Experiments were performed to investigate the flow in a Mach 2.9 shock wave turbulent boundary-layer interaction at a Reynolds number based on momentum thickness of 2400. The flow configuration was a nominally two-dimensional 24 deg compression ramp, which exhibited a separation bubble in the corner region. Mean flow quantities, including the velocity profile upstream and downstream of the corner, and the wall pressure through the interaction were measured. Filtered Rayleigh scattering was used to visualize the flow structure in the interaction and provide quantitative measurements of the turbulent structure angle and the intermittency of the boundary-layer edge turbulence. The shock motion was characterized by measuring the fluctuating wall pressure.
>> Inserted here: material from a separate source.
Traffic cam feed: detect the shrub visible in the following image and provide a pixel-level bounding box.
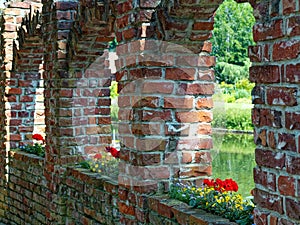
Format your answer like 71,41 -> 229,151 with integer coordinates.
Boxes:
20,134 -> 45,157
The results indicate that, compared to previous measurements obtained at higher Reynolds numbers of 60-80,000, the separation bubble is approximately twice as long, the root mean square of the wall-pressure fluctuations has a relatively smaller peak, and the intermittency of the wall-pressure signal in the shock-foot region is attenuated. As in the high-Reynolds-number case, the shock motion has a broadband frequency distribution with a peak slightly below 1 kHz. The mean flow quantities, root mean square wall-pressure-fluctuation profile, wall-pressure signal, and shock-motion frequency agree well with the direct numerical simulation of a previous study at matching conditions.